Immigrants and Refugees

Seattle continues to welcome immigrants and refugees from around the world. The number of our immigrant and refugee residents has increased by twenty percent since the year 2000, and eighteen percent of Seattle residents are foreign born.  Our diversity adds to the vibrancy and economic and cultural riches of our City, creating a unique beacon of hope for many. 

Despite the contributions of immigrants and refugees to Seattle, the current rhetoric portrays them as a threat to the American national security and a burden on societal resources. It is particularly critical that Seattle forcefully stand up to anti-immigration rhetoric and exclusionary policies that disregard the successful integration and contributions of our immigrant and refugee communities. We can, and we need to do more to be a welcoming city.

Over the years, I have worked with immigrant and refugee communities and listened to their priority needs and concerns. If elected, here are my priorities:

  1. Standing Together: The Trump Administration policies are a significant threat to our immigrant and refugee communities, raising confusion, fear and frustration. Seattle must continue take the moral high ground. City personnel and resources must not be used to assist and enforce federal policies that we believe to be unconstitutional and/or illegal.

  2. Access to City Hall:  It is particularly challenging for immigrant and refugee communities to effectively communicate with Seattle city government.

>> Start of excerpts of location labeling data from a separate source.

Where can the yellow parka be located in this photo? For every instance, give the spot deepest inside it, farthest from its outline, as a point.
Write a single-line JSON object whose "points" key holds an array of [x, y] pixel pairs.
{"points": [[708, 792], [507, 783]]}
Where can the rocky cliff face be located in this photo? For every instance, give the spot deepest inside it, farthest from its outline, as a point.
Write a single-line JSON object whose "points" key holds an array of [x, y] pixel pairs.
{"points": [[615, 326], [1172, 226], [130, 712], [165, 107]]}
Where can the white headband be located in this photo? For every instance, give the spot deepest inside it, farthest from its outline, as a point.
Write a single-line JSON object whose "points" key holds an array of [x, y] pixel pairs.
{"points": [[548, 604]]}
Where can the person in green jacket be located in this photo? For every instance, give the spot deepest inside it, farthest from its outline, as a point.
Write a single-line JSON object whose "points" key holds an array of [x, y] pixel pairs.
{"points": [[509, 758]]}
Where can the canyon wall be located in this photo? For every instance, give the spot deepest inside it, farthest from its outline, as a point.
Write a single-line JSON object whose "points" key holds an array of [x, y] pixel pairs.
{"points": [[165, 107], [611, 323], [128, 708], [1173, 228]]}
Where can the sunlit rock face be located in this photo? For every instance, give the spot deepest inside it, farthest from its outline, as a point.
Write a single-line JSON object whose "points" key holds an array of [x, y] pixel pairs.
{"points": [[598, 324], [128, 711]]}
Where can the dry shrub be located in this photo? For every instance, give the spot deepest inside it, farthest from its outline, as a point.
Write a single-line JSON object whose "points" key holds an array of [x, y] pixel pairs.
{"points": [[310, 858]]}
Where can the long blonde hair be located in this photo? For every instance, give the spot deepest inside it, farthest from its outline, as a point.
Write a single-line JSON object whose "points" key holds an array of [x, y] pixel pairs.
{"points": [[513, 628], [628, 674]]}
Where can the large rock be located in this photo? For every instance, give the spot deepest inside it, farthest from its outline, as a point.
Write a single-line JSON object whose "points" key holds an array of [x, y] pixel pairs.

The communities’ needs are complex, and culture/history/language can be barriers. I created the Office of Immigrant and Refugee Affairs and in this better economy, OIRA has expanded it’s services. Once elected, I will work to ensure that all departments work with OIRA through a race and social justice lens that is active, responsive, and accountable to immigrant and refugee communities. I will hold regular meetings directly with community members and city staff to maintain a dialogue.  

  3. Support of Mutual Assistance Organizations: Immigrant and refugee populations organize in Seattle based on their countries of origin. Mutual Assistance Organizations have the cultural competence to provide assistance to new arrivals in Seattle by supporting individuals and families in adjusting to a new country. Despite their history of successes, many of these organizations struggle with funding due to a lack of resources or being asked to provide their expertise without compensation. I intend to create a funding mechanism that specifically serves mutual assistance organizations.

  4. Housing: Many of the immigrant and refugee families are being pushed out of Seattle because of the high cost of housing. It is vital that the city partner with ethnic resettlement associations and affordable housing providers to secure housing for immigrants who work in Seattle.

  5. Jobs:  Immigrant and refugee communities are plagued by high unemployment. Skills or degrees may not transfer from their native countries, or they may arrive with unique talents unrecognized by employers. Once elected, I will identify opportunities to employ these hard-working individuals in our labor force, as we have done with our youth conservation corp that works in parks. Equally vital is access to training at community colleges and workforce training organizations, especially developing trainings specifically targeted to immigrant and refugee workers. We will partner with employers, training programs, and unions to ensure immigrants are a steady stream in the workforce.

  6. Seattle Public Schools:  While the city doesn’t have jurisdiction over Seattle Public Schools, there is an urgent need for collaboration when fully 36 languages are needed to reach parents of SPS students. Immigrant and refugee children often need special support, inside and outside the classroom.  I will improve programs for English Language Learners, add Family Support Workers, and support community programs that help parents interact with the SPS. One approach is to ask King County Elections and the Secretary of State to find a method to allow noncitizen voting for Seattle School Board. This would empower immigrant parents to engage in the life of their children and SPS.

  7. Citizenship & Legal Defense: The City Council has set aside funds to assist in providing legal services for immigrants who are facing deportation and other immigration issues. In additional to funds allocated by the City Council, I will focus ongoing resources for programs that assist immigrants and refugees to seek citizenship and immigration legal defense.

  8. Language Interpretive Services: I will increase and streamline access to language interpretation and translation services so that everyone has access to vital city services, ranging from early learning to  emergencies, housing and human services as well as utilities and other city services.

  9. Public Safety: Despite progress, Seattle still has a long way to go to heal wounds, increase focus on community policing, and build trust between the SPD and communities of color, including immigrants. I will support the Office of Police Accountability, Office of the Inspector General and the Community Police Commission to work with SPD and the community, with or without a DOJ Consent Decree.